Королева повернулась к Дийелону.

— Обилее каким-то образом мешала тебе, лгала?

— Нет, для этого она слишком сильно была напугана, — ответил воин, уставившись на Нороэлль холодными серыми глазами.

Королева повернулась к Нороэлль.

— В таком случае слушай мой приговор. — Она подняла руки, и внезапно вода снова хлынула из источников. — Ты, Нороэлль, несешь на себе груз тяжкой вины. Будучи сильной волшебницей, ты не сумела отличить своего возлюбленного от девантара. Когда дитя демона росло в тебе, ты не распознала его истинную сущность. Твоя любовь к сыну настолько велика, что ты готова принести ради нее в жертву народы Альвенмарка. И узнав истину, ты ставишь жизнь своего ребенка превыше всего. Пусть я понимаю тебя как женщина, но я принимаю решение как королева. Ты предала Альвенмарк и вынуждаешь меня наказать тебя. Тебе придется пережить не смерть с перспективой последующего возрождения, а изгнание. Но уйдешь ты не в дальние земли, не в Другой мир. Твоим наказанием будет вечное заточение на одном из островков Расколотого мира. Врата в это место не в Альвенмарке, и никто не найдет к тебе пути.

Сердце Нороэлль сжалось от страха. Это было самым ужасным наказанием, которое только можно было придумать для потомка альвов. Она обернулась к придворным, однако на лицах их обнаружила только отвращение и гнев. Затем вспомнила о сыне, и его улыбка дала ей силы пройти по тропе, избранной для нее судьбой, до конца.

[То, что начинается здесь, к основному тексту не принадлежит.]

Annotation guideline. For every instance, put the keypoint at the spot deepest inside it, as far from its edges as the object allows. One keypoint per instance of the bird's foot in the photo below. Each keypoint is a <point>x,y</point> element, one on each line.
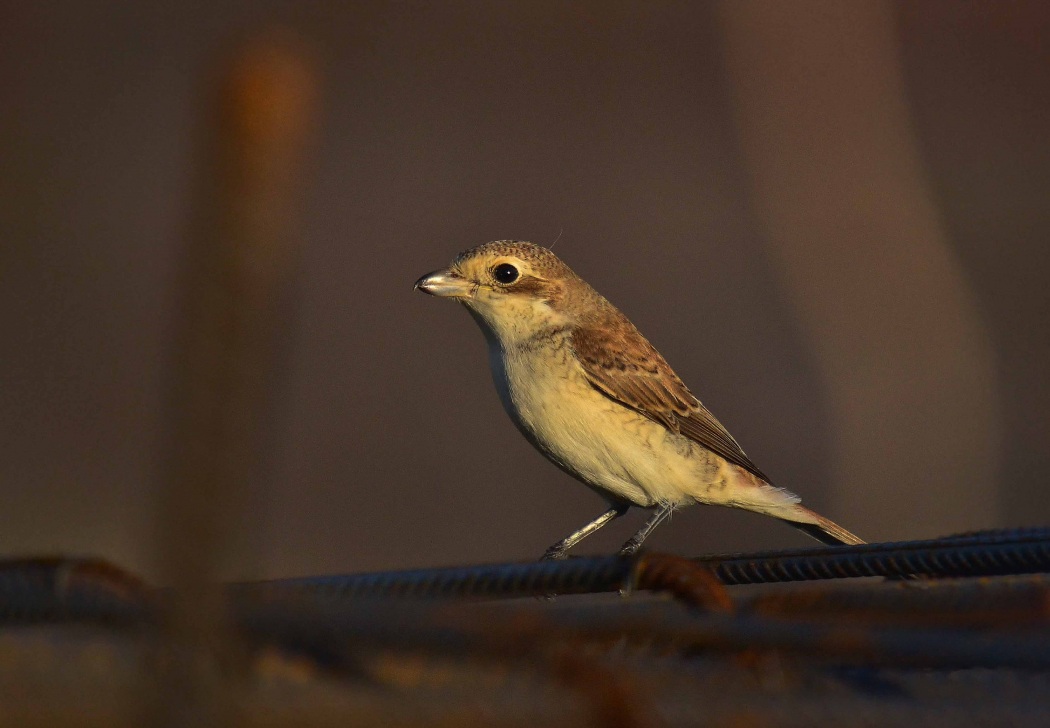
<point>553,554</point>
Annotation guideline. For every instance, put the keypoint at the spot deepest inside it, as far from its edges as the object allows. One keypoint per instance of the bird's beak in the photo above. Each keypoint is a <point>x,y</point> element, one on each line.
<point>445,284</point>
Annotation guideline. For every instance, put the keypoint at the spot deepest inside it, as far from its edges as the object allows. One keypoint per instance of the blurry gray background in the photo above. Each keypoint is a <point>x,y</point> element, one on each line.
<point>833,222</point>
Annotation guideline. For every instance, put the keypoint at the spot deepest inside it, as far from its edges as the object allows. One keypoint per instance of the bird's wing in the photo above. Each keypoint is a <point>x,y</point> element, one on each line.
<point>625,367</point>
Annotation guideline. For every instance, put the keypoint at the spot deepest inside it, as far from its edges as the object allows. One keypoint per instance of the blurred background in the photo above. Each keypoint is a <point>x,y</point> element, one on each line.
<point>831,217</point>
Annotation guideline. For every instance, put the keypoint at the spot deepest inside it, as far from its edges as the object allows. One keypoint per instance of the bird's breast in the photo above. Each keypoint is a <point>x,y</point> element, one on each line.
<point>547,394</point>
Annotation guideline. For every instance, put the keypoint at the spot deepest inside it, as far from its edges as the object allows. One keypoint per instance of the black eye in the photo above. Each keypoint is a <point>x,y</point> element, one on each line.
<point>505,273</point>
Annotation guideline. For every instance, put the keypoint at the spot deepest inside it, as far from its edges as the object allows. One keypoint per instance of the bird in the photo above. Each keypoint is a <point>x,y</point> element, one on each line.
<point>594,396</point>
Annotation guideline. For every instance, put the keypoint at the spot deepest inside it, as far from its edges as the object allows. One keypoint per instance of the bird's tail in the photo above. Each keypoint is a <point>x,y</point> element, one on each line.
<point>815,525</point>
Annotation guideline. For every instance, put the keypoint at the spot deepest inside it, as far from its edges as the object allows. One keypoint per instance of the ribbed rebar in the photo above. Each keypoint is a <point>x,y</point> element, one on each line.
<point>35,590</point>
<point>998,553</point>
<point>572,576</point>
<point>981,554</point>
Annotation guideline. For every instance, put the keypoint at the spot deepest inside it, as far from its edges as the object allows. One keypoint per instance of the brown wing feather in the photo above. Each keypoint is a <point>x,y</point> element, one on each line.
<point>625,367</point>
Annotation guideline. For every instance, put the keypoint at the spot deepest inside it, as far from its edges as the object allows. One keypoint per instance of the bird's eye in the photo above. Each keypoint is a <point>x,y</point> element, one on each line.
<point>505,273</point>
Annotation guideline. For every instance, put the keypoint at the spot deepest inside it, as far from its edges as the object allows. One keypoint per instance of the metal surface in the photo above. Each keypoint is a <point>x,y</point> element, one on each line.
<point>449,647</point>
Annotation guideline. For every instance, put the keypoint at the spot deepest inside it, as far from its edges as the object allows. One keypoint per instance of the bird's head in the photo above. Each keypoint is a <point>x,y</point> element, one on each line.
<point>516,290</point>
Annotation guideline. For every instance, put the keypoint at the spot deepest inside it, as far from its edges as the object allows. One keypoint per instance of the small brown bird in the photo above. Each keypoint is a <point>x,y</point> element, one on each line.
<point>590,393</point>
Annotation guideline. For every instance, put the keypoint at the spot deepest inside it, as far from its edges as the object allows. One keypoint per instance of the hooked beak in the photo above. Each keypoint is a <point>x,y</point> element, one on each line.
<point>444,284</point>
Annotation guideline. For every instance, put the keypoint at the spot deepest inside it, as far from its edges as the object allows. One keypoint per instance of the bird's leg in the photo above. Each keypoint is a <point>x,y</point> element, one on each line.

— Ты будешь жить там вечно. Если наложишь на себя руки, то не родишься снова, — бесцветным голосом провозгласила Эмерелль, — ибо твоя душа тоже не сможет покинуть место заточения.

Нороэлль понимала, что это значит. Она никогда не уйдет в лунный свет. Дитя альвов никогда не сможет выполнить свое предназначение в таком месте.

— Принимаешь ли ты приговор? — спросила Эмерелль.

— Принимаю.

— У тебя есть последнее желание, — объявила королева.

У Нороэлль было много желаний, но ни одно из них она не могла высказать. Ей хотелось, чтобы ничего этого не было. Ей хотелось, чтобы ее возлюбленные были здесь, могли спасти ее и уйти вместе с ней в место, где никто их не найдет. Но то были только мечты.

Нороэлль взглянула на Обилее. Девушка еще так молода. Дружба с изгнанницей наверняка повредит ей.

— Я хотела бы только одного, — наконец сказала она. — Не переноси мой позор на Обилее. Она не виновата, и у нее большое будущее. Прими ее в свою свиту. Пусть она выступает здесь от имени Альвемера. Будучи уверенной в том, что это желание исполнится, я спокойно уйду в бесконечность.

Черты лица Эмерелль изменились, глаза ее заблестели. Неприступная холодность исчезла с ее лица.

— Я исполню это желание. Используй этот день для того, чтобы попрощаться. Сегодня ночью я приду к твоему озеру. И мы уйдем.

— Благодарю, моя королева.

— А теперь иди!

— Без воинов?

— Да, Нороэлль. Бери Обилее и проведи этот последний день так, как тебе того хочется.

Обилее подошла к Нороэлль и обняла ее. И они бок о бок прошли мимо придворных к выходу. Нороэлль знала, что никогда не вернется в этот зал. С каждым шагом она прощалась. Взгляд ее купался в море лиц, знакомых и незнакомых. Даже у тех, кто при ее появлении испытывал к ней только презрение, теперь на лицах читалось сострадание.